Que le 2 avril 2024, son mandat prend fin n’est vraiment pas une information à laquelle les Sénégalais attendaient du président de la République. Tous, sans exception, le savent dès lors que son mandat ayant débuté le 2 avril 2019, il prend fin cinq ans plus tard jour pour jour.
À quelle date sera organisée l’élection présidentielle ? Son silence sur ce point précis est forcément intrigant. Le président de la République a l’obligation d’organiser sa succession. La constitution l’y oblige. Cette élection doit se tenir dans une période que la constitution précise au jour près. Alors pour quoi, après la décision du Conseil constitutionnel listant les candidats à l’élection présidentielle, il a eu la hardiesse d’annuler le décret convoquant le corps électoral ? Son plaidoyer pro domo porté sur un conflit des institutions n’a jamais existé. Il le sait. Tout le monde le sait. Arguties politiciennes, certainement ! Mais le conseil le lui a rappelé de manière on ne peut plus clairement en déclarant inconstitutionnelle la proposition de loi votée à l’Assemblée et, suprême camouflet, en annulant le décret mal aberrant parce que mal visé qui arrêtait de force la campagne électorale.
Le président de la République a l’obligation, en sa qualité de « gardien de la constitution », de savoir que la constitution l’oblige à organiser une élection présidentielle pour élire son successeur. En ne le faisant pas, il commet un acte gravissime. On devra bien qualifier ce refus d’agir, d’organiser sa succession. Et il le faudra bien parce que c’est un cas que la constitution n’a pas prévu. En prenant acte de la décision du Conseil constitutionnel et à attendre plusieurs jours pour annoncer à la télévision qu’il compte organiser un dialogue ou une concertation sur la date de l’élection, le président poursuit ce que les administrations du ministère de l’Intérieur, certainement malgré elles, avaient fait en refusant de donner suite à deux décisions de justice. Mais là, c’est autrement plus grave parce que la décision concernée par cette défiance vient du juge constitutionnel. Et c’est lui-même, président de la République qui commet cet acte gravissime de remise en cause d’une décision du Conseil constitutionnel.

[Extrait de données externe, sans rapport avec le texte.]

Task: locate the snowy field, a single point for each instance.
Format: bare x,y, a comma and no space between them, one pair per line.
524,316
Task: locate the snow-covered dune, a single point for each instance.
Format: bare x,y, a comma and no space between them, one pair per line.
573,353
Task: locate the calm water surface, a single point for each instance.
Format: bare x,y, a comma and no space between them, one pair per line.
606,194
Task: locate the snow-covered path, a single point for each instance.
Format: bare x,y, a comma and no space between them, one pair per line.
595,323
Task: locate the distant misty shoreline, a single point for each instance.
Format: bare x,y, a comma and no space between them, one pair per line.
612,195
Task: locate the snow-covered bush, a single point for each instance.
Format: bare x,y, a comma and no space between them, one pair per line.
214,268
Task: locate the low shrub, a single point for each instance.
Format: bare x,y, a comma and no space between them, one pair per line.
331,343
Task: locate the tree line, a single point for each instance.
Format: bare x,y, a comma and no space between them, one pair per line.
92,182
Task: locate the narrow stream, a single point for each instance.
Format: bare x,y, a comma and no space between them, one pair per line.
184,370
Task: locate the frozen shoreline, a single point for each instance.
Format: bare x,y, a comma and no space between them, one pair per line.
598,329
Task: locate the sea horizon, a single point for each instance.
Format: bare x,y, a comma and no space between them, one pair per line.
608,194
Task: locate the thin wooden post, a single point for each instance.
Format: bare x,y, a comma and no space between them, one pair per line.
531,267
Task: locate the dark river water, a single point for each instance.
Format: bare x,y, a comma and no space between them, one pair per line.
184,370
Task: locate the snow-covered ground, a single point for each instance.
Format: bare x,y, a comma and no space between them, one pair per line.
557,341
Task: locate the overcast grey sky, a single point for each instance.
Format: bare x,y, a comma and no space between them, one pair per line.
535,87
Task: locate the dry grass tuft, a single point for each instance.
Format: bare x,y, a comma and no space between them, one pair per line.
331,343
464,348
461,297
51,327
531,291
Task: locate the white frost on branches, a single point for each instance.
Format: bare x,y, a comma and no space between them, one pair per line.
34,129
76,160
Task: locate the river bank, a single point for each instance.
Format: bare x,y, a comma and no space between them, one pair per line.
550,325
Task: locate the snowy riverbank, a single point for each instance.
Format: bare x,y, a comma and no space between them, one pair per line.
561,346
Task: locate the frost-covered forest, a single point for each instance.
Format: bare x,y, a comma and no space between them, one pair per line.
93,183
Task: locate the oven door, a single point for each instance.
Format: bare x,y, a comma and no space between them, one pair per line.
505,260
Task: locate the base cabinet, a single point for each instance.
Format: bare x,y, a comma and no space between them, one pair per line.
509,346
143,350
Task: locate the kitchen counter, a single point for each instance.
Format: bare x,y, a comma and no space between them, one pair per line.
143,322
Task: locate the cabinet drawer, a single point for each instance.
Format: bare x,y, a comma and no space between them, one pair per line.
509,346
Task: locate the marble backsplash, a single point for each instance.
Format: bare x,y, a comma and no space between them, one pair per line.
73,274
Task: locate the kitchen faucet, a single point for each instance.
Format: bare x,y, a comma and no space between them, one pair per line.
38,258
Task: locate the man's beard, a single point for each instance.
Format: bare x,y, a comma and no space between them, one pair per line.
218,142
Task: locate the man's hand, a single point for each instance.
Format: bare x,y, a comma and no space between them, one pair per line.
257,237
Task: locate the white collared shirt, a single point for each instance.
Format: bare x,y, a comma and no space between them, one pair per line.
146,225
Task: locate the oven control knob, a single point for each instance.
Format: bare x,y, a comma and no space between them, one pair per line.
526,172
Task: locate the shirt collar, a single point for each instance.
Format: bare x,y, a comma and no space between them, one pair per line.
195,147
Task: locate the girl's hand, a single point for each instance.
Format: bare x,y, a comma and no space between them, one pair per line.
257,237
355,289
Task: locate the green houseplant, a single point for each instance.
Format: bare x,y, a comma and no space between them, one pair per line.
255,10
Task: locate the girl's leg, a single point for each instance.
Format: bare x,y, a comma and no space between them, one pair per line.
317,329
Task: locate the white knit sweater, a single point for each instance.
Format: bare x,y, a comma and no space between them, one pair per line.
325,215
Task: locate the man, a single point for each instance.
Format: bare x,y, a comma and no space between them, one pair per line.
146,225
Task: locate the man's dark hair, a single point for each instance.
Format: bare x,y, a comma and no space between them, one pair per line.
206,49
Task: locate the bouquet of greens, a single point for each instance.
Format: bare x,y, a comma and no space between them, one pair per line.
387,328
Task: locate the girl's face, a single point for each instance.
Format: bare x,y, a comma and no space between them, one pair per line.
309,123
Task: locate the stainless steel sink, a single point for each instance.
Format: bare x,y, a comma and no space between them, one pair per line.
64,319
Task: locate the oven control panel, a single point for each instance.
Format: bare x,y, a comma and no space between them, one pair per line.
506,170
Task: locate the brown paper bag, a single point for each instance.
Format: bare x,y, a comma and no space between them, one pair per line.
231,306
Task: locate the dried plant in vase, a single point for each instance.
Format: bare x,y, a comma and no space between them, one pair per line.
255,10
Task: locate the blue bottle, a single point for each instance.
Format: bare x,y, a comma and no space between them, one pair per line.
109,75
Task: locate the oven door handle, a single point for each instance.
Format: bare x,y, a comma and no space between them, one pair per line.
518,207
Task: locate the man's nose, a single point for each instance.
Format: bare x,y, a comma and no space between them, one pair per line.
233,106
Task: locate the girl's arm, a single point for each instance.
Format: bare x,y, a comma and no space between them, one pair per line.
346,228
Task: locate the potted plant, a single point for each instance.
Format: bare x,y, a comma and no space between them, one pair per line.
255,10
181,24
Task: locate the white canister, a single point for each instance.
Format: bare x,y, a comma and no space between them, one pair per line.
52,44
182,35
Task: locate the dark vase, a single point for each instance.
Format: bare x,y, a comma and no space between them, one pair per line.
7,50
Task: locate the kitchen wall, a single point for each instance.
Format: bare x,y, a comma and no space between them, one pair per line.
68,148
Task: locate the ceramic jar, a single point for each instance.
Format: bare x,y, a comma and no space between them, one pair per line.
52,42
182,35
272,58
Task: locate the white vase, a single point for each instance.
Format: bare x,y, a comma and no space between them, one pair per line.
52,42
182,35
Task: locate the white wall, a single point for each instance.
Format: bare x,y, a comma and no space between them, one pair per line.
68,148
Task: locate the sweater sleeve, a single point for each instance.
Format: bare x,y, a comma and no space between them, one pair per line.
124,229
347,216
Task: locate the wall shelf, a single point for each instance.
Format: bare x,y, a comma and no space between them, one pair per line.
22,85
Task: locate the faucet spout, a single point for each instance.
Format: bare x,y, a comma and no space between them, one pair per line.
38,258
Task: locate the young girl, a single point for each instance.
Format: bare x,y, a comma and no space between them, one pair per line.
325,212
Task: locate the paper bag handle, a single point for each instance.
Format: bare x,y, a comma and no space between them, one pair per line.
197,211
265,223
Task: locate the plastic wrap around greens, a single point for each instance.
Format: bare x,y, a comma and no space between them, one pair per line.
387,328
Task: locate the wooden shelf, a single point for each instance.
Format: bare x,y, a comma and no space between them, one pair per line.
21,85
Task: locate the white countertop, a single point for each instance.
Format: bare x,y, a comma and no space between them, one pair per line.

Sur l’autre annonce tout aussi surprenante venant du président la République qui agite l’article 36 pour « rassurer » qu’il n’y aura pas de vacance de pouvoir, que comprendre ? Très simplement que le président Sall veut obtenir ce que le Conseil constitutionnel lui a refusé avec sa décision du 15 février 2024 c’est-à-dire jouir d’une prolongation de son mandat par le biais de l’article 36 de la constitution ? Ce qui est sidérant, le Conseil constitutionnel le lui ayant déjà signifié vertement dans une décision claire et précise pourquoi vouloir passer par un trou de souris ? L’article 36 agité par lui-même n’est pas destiné pour une quelconque transition ou une prolongation de mandat ou pour éviter une vacance de pouvoir. Cette disposition régit une période très courte qui dura en général quelques jours entre l’élection du président de la République acté par le conseil constitutionnel qui proclame les résultats définitifs et annonce « Monsieur (ou Madame) un tel(le) est élu(e)(e) président(e) de la République » et l’installation de celui-ci (serment passation et port des insignes auquel procède le Conseil de l’Ordre). Ainsi, durant cette période, le pays a deux présidents de la République : le sortant et l’entrant. Quand Wade avait été élu le 19 mars 2000, Diouf est resté en fonction jusqu’à l’installation de Wade. Il en fut de même entre Wade et Sall. Aussi, faire accroire que l’article 36 peut permettre au président d’allonger son mandat est une interprétation grossièrement fausse de cette disposition. Si l’élection présidentielle ne se tient pas avant la fin du mandat, le 2 avril 2024, il y aura vacance du pouvoir. Et c’est incontestable. Dans ce cas, le président de l’Assemblée nationale aura l’obligation de le faire constater par le Conseil constitutionnel qui décidera de ce qu’il convient de faire : installer le président de l’Assemblée nationale et faire appliquer sa décision du 15 février et du 20 janvier qui demeurent dans l’ordonnancement juridique.